Thursday, July 15, 2010

Where America Shops

I like catalogs.  No, let me clarify, I LOVE catalogs.  I've always loved catalogs.  I don't always order things out of catalogs, mostly because I'd go broke if I did and end up having enough stuff to hold a garage sale, but I love me some catalogs.

I used to get tons of catalogs in my mailbox all the time.  Harriet Carter, Lillian Vernon, Wireless, Newport News, Signals, etc. and there was always something I simply HAD to have.  And there was always things I had to ask myself, "Who in their right mind would EVER want something like this?"  

One of the best catalogs I ever got was called, "Ruby Montana's Pinto Pony" and it was full of Swell Stuff.  Really.  It said so on the cover, "Swell Stuff."  I loved RMPP and one time, when I was up in Seattle, I had to stop in at her store and I actually met Ruby herself.  I told her I came all the way from California just to visit her store and she was all, "That's great, you whackjob, get a life!" Ok, she didn't really say that but I know that's what she was thinking.  I was sad when Ruby closed up shop.

I received a catalog in the mail the other day called, "As We Change" and it's aimed at women who are, oh, let's call us "Pre-and-Post Menopausal."  And along with the clothing and undergarments and spa-type of things, there's some, how shall I put this, interesting items offered in this here catalog.  Oh sure, they have fancy names for these items, like "Feminine Personal Trainer" and the "Kegelcisor" but we all know what they REALLY are.  There's even some pyramid looking thing called "The Cone" that on one hand I'm dying to know how this thing works but on the other hand I'm not sure that I do because it looks pretty dang uncomfortable.  And weird.  And it's supposed to be for both men AND women and I'm all, "Uh, ok?"

I also got the Vermont Country Store catalog and talk about nostalgia.  I saw a dozen things in there that I don't need but am simply itching to have and not one of them is a Kindle.  I know, that's just crazy!

Speaking of books (books, Kindle = same thing), years ago (early 80's) I received a catalog from a bookseller I had never heard of.  There were so many great books in that catalog that I never saw at my local bookstore.  I thought I had died and gone to Book Heaven.  And based on the number of books I ordered and the amount of money I spent, I'm pretty sure I'm responsible for Barnes & Noble's success today.

One of the things about ordering from a catalog is that you get put on mailing lists for other catalogs and sometimes, you get a catalog that comes in a plain brown paper wrapper and you have to hide it from the kids and when you do look at it you're all, "No WAY!" and wonder if people actually DO that kind of stuff and then you go to throw it away but then you worry that the trashman is going to see it and tell all the other trash guys that the people who live at my address have some pretty weird and kinky tastes even though you know that the trash men don't even get out of the truck to empty the trash cans anymore because it's done with a robotic arm so that the trash guy never even SEES what he's dumping but what if he did?  A spiced up sex life is just not worth the stress is what I'm saying.

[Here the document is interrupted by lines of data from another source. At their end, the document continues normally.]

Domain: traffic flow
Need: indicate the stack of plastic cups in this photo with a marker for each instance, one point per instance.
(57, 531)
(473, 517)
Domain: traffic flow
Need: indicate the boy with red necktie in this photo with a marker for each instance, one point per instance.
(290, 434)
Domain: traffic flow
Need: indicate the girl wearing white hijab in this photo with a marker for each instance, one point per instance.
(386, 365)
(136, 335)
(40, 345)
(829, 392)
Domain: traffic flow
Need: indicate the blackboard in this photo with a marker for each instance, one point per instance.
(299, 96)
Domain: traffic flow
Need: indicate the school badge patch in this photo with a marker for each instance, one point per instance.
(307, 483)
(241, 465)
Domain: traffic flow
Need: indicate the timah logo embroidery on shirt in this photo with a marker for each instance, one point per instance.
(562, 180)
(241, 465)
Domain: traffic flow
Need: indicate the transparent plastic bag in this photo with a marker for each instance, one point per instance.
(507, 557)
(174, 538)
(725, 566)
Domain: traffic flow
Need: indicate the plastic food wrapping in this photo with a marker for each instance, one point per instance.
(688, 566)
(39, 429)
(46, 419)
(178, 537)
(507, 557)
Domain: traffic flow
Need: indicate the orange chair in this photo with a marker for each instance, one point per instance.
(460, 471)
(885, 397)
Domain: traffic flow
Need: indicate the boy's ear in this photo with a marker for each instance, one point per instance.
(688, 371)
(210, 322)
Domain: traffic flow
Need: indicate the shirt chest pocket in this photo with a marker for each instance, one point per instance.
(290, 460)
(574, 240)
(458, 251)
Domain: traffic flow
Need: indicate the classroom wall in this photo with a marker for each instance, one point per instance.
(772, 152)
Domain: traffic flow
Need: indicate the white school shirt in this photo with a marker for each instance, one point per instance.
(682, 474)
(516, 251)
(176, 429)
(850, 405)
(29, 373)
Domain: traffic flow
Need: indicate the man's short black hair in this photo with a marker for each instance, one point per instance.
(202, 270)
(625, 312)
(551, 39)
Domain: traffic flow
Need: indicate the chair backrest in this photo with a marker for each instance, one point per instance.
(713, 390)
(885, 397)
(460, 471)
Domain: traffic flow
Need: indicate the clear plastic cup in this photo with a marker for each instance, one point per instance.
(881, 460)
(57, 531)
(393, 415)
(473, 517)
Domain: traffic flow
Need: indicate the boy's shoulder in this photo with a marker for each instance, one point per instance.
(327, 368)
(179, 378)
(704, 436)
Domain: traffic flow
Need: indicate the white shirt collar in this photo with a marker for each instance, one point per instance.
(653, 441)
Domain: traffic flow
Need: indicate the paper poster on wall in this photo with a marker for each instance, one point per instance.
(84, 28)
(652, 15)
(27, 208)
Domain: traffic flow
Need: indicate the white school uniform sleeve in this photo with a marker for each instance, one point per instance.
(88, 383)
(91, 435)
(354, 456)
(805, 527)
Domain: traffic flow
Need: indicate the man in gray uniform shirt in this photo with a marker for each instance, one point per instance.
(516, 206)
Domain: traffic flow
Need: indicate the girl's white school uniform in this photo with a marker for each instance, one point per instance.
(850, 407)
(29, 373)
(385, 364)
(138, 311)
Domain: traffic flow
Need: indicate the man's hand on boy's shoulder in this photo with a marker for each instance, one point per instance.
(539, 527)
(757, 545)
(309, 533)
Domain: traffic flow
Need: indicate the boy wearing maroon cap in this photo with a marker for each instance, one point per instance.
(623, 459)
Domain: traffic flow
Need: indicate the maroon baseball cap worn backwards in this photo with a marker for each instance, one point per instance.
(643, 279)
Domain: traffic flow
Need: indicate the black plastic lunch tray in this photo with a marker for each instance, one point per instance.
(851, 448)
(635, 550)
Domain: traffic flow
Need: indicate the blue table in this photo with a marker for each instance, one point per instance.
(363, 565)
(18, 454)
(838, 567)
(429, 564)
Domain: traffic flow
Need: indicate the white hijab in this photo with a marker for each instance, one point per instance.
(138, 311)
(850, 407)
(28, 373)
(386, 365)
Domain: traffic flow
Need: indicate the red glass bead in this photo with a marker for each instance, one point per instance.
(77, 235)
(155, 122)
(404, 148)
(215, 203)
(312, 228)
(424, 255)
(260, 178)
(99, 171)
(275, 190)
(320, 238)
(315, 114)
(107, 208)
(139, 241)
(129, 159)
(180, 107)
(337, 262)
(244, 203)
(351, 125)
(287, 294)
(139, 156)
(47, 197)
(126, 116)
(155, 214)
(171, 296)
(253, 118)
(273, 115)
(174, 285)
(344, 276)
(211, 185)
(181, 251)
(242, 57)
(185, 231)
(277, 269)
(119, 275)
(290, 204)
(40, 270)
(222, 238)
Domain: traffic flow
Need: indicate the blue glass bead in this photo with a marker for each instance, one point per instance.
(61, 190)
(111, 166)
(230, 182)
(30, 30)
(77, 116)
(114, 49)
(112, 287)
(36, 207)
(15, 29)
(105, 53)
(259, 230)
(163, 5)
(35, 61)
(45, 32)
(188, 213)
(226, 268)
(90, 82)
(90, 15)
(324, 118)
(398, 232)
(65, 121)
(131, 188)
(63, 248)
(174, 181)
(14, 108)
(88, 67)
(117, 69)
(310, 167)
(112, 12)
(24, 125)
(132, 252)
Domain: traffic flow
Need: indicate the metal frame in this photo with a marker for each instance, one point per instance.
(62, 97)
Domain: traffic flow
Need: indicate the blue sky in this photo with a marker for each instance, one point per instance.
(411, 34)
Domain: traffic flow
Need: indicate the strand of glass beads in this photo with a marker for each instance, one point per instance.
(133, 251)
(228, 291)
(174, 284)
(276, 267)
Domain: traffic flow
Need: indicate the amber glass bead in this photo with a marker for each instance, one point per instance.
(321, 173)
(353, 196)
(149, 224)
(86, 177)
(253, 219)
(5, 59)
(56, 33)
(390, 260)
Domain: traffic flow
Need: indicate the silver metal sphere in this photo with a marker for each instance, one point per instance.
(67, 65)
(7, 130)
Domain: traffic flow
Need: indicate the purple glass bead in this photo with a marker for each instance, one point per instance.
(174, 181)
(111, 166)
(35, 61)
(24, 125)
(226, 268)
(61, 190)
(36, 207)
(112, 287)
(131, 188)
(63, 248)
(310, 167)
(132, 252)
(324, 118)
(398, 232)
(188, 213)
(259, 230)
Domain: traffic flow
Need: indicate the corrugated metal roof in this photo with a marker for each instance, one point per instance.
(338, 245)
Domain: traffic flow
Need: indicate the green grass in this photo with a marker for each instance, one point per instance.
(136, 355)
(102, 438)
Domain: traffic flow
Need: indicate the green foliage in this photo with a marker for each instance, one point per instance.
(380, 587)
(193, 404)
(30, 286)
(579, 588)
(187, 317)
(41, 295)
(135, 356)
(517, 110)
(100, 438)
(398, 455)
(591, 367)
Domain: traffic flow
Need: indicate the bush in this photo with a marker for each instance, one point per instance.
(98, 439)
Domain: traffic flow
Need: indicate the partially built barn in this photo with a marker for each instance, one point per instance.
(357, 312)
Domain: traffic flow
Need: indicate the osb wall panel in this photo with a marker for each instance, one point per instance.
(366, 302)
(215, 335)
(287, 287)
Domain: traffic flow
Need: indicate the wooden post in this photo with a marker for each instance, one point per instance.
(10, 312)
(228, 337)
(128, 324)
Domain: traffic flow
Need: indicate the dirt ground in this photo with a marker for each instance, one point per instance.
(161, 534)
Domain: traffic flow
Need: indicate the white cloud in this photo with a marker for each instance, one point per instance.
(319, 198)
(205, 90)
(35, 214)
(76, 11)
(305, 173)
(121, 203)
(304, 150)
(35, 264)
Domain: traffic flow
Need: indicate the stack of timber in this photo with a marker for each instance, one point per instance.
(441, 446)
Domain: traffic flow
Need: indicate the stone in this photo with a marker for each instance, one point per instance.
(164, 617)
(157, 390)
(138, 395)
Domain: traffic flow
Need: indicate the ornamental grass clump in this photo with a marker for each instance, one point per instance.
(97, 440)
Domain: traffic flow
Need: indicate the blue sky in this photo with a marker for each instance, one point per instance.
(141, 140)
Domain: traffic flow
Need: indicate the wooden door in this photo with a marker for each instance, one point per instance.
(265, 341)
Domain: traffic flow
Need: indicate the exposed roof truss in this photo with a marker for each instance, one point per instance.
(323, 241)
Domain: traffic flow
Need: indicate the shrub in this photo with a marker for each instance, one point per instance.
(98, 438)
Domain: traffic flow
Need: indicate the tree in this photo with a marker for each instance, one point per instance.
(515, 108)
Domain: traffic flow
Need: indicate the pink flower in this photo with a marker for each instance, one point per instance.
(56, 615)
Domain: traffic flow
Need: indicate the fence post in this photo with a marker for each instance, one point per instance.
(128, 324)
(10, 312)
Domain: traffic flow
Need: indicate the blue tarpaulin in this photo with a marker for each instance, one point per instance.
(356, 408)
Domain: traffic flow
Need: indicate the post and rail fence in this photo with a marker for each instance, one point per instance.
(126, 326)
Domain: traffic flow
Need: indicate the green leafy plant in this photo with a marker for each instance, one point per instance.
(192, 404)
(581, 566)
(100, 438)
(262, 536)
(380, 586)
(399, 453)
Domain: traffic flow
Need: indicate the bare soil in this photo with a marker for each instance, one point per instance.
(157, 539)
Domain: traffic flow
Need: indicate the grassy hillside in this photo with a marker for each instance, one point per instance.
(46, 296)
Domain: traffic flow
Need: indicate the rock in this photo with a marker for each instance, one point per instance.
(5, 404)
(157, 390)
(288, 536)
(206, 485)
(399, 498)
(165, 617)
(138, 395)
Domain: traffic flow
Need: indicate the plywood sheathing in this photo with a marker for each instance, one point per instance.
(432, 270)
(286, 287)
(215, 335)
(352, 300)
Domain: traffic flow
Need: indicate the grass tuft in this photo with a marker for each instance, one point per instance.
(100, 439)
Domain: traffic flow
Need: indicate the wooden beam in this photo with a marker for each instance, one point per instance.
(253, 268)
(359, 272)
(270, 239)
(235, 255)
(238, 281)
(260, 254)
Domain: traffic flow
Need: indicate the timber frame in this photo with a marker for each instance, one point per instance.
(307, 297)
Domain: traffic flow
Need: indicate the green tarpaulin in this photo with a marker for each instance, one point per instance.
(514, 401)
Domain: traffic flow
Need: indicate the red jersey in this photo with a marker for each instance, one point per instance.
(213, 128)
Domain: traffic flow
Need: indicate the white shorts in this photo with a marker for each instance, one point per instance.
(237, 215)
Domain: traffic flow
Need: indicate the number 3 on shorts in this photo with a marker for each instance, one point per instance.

And who can forget the ne plus ultra of catalogs, the Catalog to end all Catalogs, the Catalog that every. single. kid in the USofA waited anxiously for every year.  That's right, the Sears Christmas Wish Book.  The Wish Book was the greatest catalog ever made.  Ever.  Forget Needless Markup Neiman Marcus with their luxury items and His-and-Her examples of Conspicuous Capitalist Consumption.  The Sears Wish Book had toys.  Hundreds of pages of toys.  And craft stuff and sporting goods and really tacky home decor items and musical instruments and dress up costumes like a Miss America costume with a tiara and sash and cape and silver-and-gold "toned" jewelry and oh!  All sorts of Christmas decorations so that you could make your house look like the North Pole vomited up on it, what with plastic Santa sleighs with reindeer and boy and girl choir singers and giant candles and that thing you put on your front door to make it look like Santa Claus himself has just opened the door to welcome you in, although that door thing always kind of scared me for some reason.

Ah, Sears.  It's where America Shopped.


  1. Congrats from another catalog addict. Great Blog.
    (I figure I saved a fortune in gasoline and car wear and tear, then spent it all and more on return shipping....oh well......still love catalogs.)

  2. Catalogs, I remember getting them in our mailbox. My mom always thought things weren't important. Though, we somehow managed to get them.